Panretinal laser photocoagulation, also known as scatter laser treatment, is a therapeutic approach used to manage proliferative diabetic retinopathy (PDR). PDR is a severe complication of diabetes where abnormal blood vessels grow on the retina, often leading to bleeding and the formation of scar tissue. Panretinal laser is employed to reduce the abnormal blood vessel growth and prevent further complications. Here’s how it works:

  1. Objective:
    • The primary goal of panretinal laser photocoagulation is to shrink and destroy abnormal blood vessels that have proliferated in the retina. By doing so, it helps to reduce the risk of bleeding and the formation of scar tissue that can lead to severe vision loss.

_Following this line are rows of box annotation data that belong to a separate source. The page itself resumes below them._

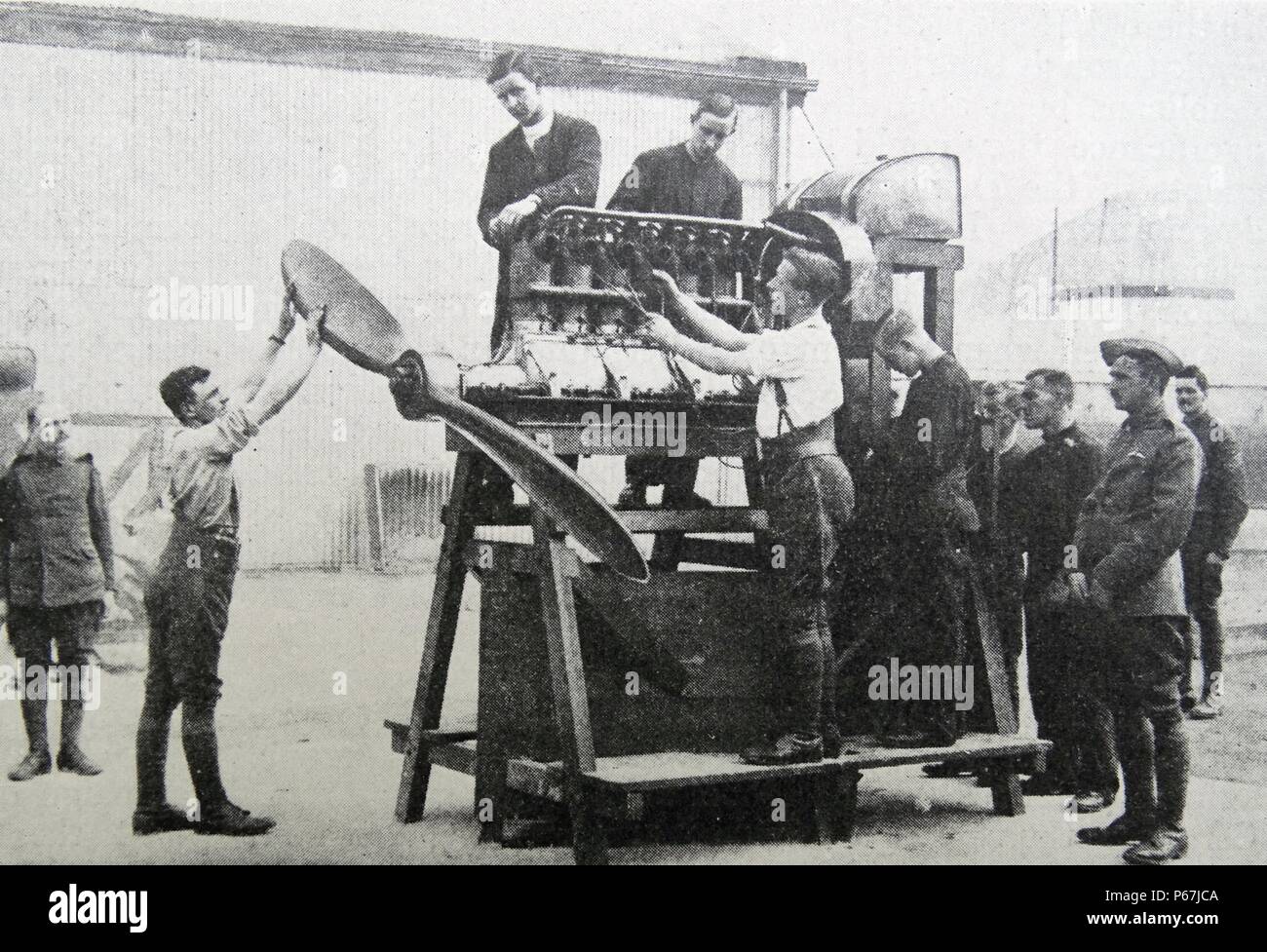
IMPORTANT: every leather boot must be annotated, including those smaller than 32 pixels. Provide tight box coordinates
[1153,715,1188,829]
[180,700,229,816]
[1115,707,1157,822]
[58,698,101,778]
[9,699,54,782]
[136,695,184,816]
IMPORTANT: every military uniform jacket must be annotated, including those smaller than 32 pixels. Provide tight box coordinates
[1183,413,1249,558]
[0,453,114,608]
[607,143,744,219]
[1008,424,1105,593]
[477,113,602,353]
[1073,406,1201,617]
[877,353,980,536]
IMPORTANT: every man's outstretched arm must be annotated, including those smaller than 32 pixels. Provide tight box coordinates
[651,271,759,352]
[241,296,295,402]
[246,308,326,427]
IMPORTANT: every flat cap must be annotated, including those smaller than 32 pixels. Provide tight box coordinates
[1099,337,1183,376]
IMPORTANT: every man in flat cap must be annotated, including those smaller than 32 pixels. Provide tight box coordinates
[869,310,980,747]
[1174,365,1249,720]
[607,93,744,509]
[1065,338,1201,866]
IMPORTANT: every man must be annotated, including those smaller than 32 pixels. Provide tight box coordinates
[0,403,114,781]
[1013,368,1118,813]
[924,381,1025,786]
[968,381,1025,710]
[873,312,980,747]
[477,51,602,509]
[132,297,325,835]
[607,93,744,508]
[1067,338,1201,866]
[1174,364,1249,720]
[477,51,602,362]
[643,247,854,763]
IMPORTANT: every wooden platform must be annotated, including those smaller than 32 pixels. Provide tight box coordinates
[385,720,1051,843]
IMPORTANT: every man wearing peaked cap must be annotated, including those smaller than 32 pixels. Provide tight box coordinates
[1065,338,1201,864]
[1099,337,1183,377]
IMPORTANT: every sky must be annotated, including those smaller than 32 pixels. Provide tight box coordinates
[74,0,1267,269]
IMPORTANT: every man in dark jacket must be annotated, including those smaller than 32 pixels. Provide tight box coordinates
[1013,368,1118,813]
[1174,364,1249,720]
[477,52,602,362]
[871,312,980,747]
[607,93,744,508]
[1065,338,1201,866]
[0,405,114,780]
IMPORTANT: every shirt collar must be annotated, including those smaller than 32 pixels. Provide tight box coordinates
[1043,423,1078,443]
[1122,403,1171,429]
[1183,410,1210,427]
[519,105,554,139]
[681,142,717,166]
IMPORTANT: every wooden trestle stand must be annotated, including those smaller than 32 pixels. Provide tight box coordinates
[387,210,1049,863]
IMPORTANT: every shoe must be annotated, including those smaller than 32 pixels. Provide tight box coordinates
[616,486,646,509]
[740,735,823,766]
[666,492,712,509]
[875,731,955,748]
[58,747,101,778]
[1073,790,1118,813]
[194,800,278,837]
[1021,774,1078,796]
[1078,814,1154,846]
[132,804,197,837]
[1188,694,1223,720]
[9,750,54,782]
[823,724,844,761]
[1122,826,1187,866]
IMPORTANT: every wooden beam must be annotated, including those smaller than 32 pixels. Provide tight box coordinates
[0,3,819,106]
[365,464,387,572]
[396,453,481,822]
[871,236,963,271]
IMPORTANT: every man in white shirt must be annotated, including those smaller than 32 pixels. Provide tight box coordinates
[132,299,325,835]
[643,247,854,763]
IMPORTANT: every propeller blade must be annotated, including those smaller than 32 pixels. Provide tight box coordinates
[431,379,650,583]
[282,240,409,376]
[282,241,650,583]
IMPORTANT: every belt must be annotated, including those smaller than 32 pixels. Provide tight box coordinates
[761,416,837,464]
[173,519,241,549]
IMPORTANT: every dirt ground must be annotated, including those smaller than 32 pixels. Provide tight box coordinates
[0,572,1267,864]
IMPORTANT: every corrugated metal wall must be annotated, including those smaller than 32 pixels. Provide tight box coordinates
[0,44,777,567]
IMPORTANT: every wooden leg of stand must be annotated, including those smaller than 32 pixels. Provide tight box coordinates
[968,563,1017,735]
[989,761,1025,817]
[396,453,480,822]
[532,505,607,864]
[840,770,863,843]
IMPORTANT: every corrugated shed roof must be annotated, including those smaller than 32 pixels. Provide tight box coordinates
[52,0,783,62]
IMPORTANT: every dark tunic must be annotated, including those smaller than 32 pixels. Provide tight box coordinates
[1008,424,1118,794]
[607,143,744,219]
[477,113,602,353]
[607,143,744,504]
[0,453,114,608]
[1183,413,1249,558]
[1073,406,1201,617]
[1006,424,1105,587]
[884,353,980,536]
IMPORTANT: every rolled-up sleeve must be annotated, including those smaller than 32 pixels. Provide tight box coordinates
[744,330,806,380]
[88,466,114,591]
[185,401,260,456]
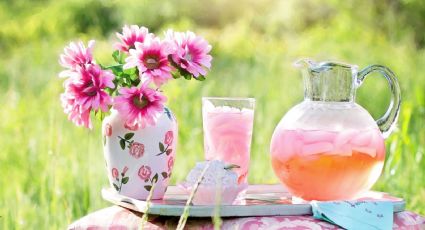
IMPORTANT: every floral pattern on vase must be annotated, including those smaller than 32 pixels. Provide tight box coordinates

  2. Principle of Photocoagulation:
    • Similar to focal/grid laser treatment, panretinal laser uses a focused beam of light to create coagulation or sealing of blood vessels.

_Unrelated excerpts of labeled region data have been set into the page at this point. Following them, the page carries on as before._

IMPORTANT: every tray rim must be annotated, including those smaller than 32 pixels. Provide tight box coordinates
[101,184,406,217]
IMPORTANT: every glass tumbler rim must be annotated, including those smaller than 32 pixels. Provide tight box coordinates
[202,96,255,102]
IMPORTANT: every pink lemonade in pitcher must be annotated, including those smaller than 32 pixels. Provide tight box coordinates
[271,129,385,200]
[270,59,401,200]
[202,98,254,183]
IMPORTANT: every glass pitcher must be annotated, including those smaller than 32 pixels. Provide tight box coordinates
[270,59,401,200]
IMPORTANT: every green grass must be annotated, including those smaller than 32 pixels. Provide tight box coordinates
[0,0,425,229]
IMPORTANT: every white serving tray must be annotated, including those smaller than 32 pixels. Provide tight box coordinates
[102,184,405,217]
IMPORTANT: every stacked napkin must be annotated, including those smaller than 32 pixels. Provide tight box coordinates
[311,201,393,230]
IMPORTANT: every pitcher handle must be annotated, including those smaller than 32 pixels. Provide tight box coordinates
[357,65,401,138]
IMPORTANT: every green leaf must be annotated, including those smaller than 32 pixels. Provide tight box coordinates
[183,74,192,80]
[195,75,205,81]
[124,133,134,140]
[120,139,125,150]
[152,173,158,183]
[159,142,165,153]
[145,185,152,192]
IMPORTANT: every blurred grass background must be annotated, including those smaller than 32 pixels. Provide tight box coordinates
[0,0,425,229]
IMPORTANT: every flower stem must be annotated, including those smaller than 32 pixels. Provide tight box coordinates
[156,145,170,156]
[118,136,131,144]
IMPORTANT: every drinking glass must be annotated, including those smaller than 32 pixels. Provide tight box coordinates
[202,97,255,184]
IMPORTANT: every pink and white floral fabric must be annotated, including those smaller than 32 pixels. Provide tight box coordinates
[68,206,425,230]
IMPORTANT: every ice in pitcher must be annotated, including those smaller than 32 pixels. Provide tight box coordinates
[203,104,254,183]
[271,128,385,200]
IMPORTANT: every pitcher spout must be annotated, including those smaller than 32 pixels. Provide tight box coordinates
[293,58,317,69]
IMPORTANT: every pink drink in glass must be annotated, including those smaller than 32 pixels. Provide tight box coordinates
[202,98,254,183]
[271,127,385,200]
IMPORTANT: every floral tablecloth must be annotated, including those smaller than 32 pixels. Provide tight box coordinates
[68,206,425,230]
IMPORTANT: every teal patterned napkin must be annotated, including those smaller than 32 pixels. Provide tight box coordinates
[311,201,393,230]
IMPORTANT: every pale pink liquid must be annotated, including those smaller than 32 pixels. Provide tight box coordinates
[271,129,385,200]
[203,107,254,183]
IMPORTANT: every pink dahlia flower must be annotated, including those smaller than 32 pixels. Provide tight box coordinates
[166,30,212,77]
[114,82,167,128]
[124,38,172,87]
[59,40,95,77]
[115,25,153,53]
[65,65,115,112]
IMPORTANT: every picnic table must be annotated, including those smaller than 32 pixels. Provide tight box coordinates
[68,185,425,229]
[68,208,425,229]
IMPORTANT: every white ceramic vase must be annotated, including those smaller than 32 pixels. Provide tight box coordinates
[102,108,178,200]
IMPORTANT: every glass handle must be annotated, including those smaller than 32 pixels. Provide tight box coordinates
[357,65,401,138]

    • However, in this case, the laser is applied to a broader area of the retina, not just specific points.
  3. Treatment Area:
    • The laser spots are typically applied to the peripheral areas of the retina, away from the macula (the central part of the retina responsible for detailed vision).
    • By treating the peripheral retina, panretinal laser aims to reduce the oxygen demand of the retina, which signals the body to produce new blood vessels. This helps inhibit the growth of abnormal vessels.
  4. Reduction of Ischemia:
    • Ischemia, or inadequate blood supply, is a key factor triggering the growth of abnormal blood vessels in PDR. The laser treatment works by reducing the ischemic areas, thereby decreasing the stimulus for new vessel formation.
  5. Situation for Use:
    • Panretinal laser photocoagulation is often recommended in cases of advanced proliferative diabetic retinopathy where there is a significant risk of severe vision loss if left untreated.
    • It may also be considered when other interventions, such as anti-VEGF injections, are not feasible or are not sufficient to control the progression of the disease.
  6. Limitations and Considerations:
    • While panretinal laser can be effective in preventing further complications, it may not fully restore vision that has already been lost.
    • The treatment may have side effects, including reduced peripheral vision and night vision. However, the potential benefits in preventing severe vision loss usually outweigh these drawbacks.

It’s important for individuals with proliferative diabetic retinopathy to undergo regular eye examinations and follow the advice of their eye care professionals. The choice of treatment, including panretinal laser, is often based on the specific characteristics of the disease and the patient’s overall health.



Verteporfin injection in combination with photodynamic therapy was initially developed in 2001 to treat abnormal growth of leaky blood vessels in the eye caused by wet age-related macular degeneration (AMD; an ongoing disease of the eye that causes loss of the ability to see straight ahead and may make it more difficult to read, drive, or perform other daily activities), pathologic myopia (a serious form of nearsightedness that worsens with time), or histoplasmosis (a fungal infection) of the eye. Verteporfin is in a class of medications called photosensitizing agents. When verteporfin is activated by light, it closes up the leaking blood vessels. With the advent of injection therapy for choroidal neovascularization, many physicians now use PDT for central serous retinopathy.